Best rental structure

Jason asks:
(updated on Wednesday, January 29th 2020)

My wife and I currently own two houses under my name. One is our personal home and the other one is rented out. We have owned the rental for five years and our own home for four years.

We are looking at buying another property to live in and renting our current house out. We would like to try and use equity from both houses to decrease our mortgage on our new home.

What would be the best structure to own our rentals in whilst getting the best tax advantage? If we were to use a company structure and sell our properties to the company at market value, what portion of the loans interest is tax deductible if any?

 

 

Our Experts Answer:

I see the best structure here involving a family trust and a rental company. You should settle the new home directly into the trust. In order to protect as much equity as possible and have your bank debt structured effectively, you should sell the two existing properties to the company.

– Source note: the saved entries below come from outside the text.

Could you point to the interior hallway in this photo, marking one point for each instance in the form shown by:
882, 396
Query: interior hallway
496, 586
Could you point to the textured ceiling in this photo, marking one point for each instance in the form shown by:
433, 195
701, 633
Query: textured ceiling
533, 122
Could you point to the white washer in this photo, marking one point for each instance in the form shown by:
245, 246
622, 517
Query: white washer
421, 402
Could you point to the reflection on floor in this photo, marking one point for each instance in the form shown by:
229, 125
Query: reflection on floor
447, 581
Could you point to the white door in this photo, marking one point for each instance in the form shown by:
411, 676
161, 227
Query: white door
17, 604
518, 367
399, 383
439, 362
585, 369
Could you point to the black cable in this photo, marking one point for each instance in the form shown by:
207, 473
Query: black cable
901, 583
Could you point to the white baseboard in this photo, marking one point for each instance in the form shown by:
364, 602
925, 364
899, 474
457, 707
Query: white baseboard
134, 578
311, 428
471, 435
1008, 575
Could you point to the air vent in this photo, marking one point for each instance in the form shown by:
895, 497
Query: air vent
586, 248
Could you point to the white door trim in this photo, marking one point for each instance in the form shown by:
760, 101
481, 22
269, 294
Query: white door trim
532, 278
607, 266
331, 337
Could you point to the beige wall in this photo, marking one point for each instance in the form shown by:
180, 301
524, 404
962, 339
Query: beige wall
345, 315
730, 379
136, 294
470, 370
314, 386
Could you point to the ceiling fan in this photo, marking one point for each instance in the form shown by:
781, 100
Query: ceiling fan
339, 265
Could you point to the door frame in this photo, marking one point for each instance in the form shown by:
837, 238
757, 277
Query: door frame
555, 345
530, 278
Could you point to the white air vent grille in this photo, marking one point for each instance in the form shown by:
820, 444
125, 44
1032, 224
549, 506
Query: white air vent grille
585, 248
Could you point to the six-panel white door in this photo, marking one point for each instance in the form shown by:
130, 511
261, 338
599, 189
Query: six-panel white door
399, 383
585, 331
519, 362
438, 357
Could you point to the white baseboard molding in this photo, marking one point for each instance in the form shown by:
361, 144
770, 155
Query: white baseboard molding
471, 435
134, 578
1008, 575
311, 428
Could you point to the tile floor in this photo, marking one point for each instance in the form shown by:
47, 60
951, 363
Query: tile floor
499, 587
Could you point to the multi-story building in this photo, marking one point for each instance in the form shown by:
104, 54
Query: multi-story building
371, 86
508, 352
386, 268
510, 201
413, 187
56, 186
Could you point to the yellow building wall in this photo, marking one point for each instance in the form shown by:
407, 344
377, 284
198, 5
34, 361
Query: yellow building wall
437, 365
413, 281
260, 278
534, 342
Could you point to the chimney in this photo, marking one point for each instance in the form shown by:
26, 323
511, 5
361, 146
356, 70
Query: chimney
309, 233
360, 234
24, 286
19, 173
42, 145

The company takes on bank borrowing up to the purchase price of the two properties. Interest on all of this borrowing will be deductible as the company will be regarded as having borrowed the money in order to buy the rental properties.

As with all things in tax there are hidden hooks. You have mentioned that you have owned both of these properties for at least four years, meaning that you will not trigger a bright-line gain on sale to the company. However, there are other tax provisions that could see tax payable and you would need to have that checked before you proceed. There is also the possibility of depreciation recovery.

Finally, you need to acknowledge that you will trigger a fresh start to a five-year bright-line clock on transfer. In summary, there is advantage in moving the two existing properties into a company, but you need to tread carefully.